I found new friends. He didn’t like them. I ditched them. I became really good at playing Tetris. Preparing elaborate dishes for his evening meal. Cleaning the apartment.
"Where have you been?" he would ask me if I didn’t answer the phone quickly enough when he rang during the day. "Have you got a secret lover there?" I would giggle, "Of course not!" He would laugh too.
We would go out with his new work mates.
"You spent a lot of time talking to David tonight," he would say sulkily when we got home. "Don’t you love me any more?"
It became a recurring theme.
"Phil couldn’t stop staring at you tonight." / "Michael only tolerates me because he has a crush on you." / "My boss only asks us out because you’re going to be there."
The arguments started. After one particularly bad fight, I woke the next morning to find that he had cleared my wallet of any cash, ATM cards and credit cards, as well as taken my car keys. I couldn’t go anywhere. I felt trapped. That evening when he came home, my things were returned and he acted as if nothing had happened.
Another time, he shook me awake to tell me I had said another man’s name in my sleep. "Who is he?" he screamed. "Are you sleeping with him?"
I thought we should see a counsellor. He punched the wall next to my head in response. "You’re the one with the problem," he yelled.
I became depressed and anxious. I contacted a counsellor but when he found out, he locked the front door and stood in front of it so I couldn’t leave for my appointment. "I don’t want you telling anyone about us," he said. "They wouldn’t understand."
I couldn’t tell my family, as I was embarrassed that they would think I had rushed into things. My friends knew something was wrong, but they thought it was because I was lonely. I didn’t bother correcting them.
"You’re the only one who can push my buttons like this," he told me when he had me up against a wall with his hand around my throat. "I love you so much I want to kill you." The next morning he would always cry and beg for forgiveness. "I’m not good enough for you, why do you put up with me?" he would sob.
It took me five years to leave. What made me finally go?
Not the fractured wrist. Not the bruised arms. Not the threats to kill himself if I left him. Not the knife he held to my throat when I asked him to clean up the kitchen after he’d made a mess.
He spat on me.
That was it. That one humiliating action that didn’t physically hurt me was what tipped things, and some part of my brain finally said, ‘Enough’.
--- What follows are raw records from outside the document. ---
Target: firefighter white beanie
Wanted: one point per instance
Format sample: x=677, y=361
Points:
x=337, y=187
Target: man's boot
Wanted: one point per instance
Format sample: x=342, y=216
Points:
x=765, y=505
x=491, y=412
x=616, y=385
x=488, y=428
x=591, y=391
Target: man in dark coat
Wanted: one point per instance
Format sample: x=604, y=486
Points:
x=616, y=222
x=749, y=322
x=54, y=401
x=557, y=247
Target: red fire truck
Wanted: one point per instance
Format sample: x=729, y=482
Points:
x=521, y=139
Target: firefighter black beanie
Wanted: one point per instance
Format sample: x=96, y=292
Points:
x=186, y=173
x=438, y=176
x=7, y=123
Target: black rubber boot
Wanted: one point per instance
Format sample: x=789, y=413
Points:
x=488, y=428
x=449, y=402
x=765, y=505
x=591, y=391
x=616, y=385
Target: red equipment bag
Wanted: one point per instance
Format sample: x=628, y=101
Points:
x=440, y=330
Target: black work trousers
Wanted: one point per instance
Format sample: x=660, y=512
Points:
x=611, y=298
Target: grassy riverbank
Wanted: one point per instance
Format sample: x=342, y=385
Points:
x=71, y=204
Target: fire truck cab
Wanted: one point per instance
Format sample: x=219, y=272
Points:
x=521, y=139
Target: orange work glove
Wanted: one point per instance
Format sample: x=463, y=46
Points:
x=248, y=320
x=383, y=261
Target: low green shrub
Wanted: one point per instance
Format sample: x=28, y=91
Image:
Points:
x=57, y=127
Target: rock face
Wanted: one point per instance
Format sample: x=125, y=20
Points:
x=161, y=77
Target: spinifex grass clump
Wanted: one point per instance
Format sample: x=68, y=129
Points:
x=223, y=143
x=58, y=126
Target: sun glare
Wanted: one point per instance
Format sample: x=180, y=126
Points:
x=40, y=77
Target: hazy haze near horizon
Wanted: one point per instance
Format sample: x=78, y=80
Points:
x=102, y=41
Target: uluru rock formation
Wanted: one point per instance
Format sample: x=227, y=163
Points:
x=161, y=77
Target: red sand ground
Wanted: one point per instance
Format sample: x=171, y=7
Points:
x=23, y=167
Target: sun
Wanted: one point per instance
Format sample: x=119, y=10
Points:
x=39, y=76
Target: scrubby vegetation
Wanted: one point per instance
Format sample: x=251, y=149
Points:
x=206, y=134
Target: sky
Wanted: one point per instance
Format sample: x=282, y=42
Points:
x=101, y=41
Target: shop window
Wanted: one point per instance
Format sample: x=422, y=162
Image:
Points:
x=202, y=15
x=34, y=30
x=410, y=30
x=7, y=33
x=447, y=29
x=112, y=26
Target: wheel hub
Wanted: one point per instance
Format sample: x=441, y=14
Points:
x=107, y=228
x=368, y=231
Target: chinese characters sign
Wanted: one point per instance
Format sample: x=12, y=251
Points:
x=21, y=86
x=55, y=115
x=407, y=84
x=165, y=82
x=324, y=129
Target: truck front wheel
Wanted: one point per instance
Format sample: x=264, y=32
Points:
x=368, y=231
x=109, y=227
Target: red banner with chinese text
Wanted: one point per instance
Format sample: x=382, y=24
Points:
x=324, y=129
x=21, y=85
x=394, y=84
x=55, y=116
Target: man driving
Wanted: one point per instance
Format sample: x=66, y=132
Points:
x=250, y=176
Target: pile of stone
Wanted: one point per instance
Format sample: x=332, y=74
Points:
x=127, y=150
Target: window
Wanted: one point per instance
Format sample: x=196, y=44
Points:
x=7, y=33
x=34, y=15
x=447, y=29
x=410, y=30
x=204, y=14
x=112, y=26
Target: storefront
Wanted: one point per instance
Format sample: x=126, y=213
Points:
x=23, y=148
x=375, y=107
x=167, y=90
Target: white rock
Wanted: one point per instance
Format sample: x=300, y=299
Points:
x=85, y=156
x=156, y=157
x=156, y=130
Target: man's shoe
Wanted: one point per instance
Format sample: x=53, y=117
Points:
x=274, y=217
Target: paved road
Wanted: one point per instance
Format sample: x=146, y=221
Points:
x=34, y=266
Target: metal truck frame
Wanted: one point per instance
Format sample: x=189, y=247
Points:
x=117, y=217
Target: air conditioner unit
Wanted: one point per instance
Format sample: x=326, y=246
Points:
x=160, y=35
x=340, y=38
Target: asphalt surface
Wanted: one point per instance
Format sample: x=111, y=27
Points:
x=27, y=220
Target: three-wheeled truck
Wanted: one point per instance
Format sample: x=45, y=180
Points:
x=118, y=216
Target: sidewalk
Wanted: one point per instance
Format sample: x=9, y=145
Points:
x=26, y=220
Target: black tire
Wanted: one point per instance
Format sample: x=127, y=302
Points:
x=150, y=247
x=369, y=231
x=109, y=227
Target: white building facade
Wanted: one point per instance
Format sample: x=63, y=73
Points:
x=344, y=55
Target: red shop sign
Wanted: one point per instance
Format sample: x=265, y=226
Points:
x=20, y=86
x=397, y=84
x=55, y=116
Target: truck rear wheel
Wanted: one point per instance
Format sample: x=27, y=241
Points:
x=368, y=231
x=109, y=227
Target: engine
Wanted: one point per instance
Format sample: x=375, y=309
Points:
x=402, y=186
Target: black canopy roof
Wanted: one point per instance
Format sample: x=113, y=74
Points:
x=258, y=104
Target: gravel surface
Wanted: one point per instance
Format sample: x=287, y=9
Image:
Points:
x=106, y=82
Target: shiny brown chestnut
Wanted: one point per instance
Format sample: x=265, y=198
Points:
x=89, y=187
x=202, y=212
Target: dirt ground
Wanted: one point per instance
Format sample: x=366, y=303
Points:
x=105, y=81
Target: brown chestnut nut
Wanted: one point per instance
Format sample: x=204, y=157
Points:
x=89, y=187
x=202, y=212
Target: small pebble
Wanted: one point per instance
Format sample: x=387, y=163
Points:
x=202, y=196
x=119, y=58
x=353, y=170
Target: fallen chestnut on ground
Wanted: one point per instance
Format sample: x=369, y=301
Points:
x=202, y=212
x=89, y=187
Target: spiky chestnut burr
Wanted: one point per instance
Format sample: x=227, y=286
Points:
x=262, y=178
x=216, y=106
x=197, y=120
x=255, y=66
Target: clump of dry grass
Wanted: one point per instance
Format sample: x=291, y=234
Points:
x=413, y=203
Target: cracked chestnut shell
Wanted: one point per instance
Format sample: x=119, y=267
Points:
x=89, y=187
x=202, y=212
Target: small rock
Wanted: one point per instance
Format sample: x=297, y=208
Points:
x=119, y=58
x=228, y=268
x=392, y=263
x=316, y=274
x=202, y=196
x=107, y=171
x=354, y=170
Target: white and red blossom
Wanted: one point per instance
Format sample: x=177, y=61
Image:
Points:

I was the girl who always said I would leave if anyone ever laid a hand on me. I’m smart, educated, independent. But I stayed because I believed I could fix it. Fix HIM. I had somehow been convinced it was me that made him act this way, his passionate love for me pushed him over the edge.
Looking back with the benefit of hindsight, I still shudder at how thoroughly I was manipulated, and how lucky I am to have got out. I could have been one of the 13 women who are killed each year in New Zealand at the hands of their partner.
If any of the above stories sounds familiar, get help. Talk to someone. Let them know what is going on.
I lived to tell my tale. Live to tell yours.
If you are in immediate danger, dial 111 and ask for the police.
Women’s Refuge Crisis line: 0800 REFUGE or 0800 733 843
Call 0800 456 450 for information about where you can go if you are experiencing or witnessing violence, or want to change your own behaviour. It is OK to ask for help.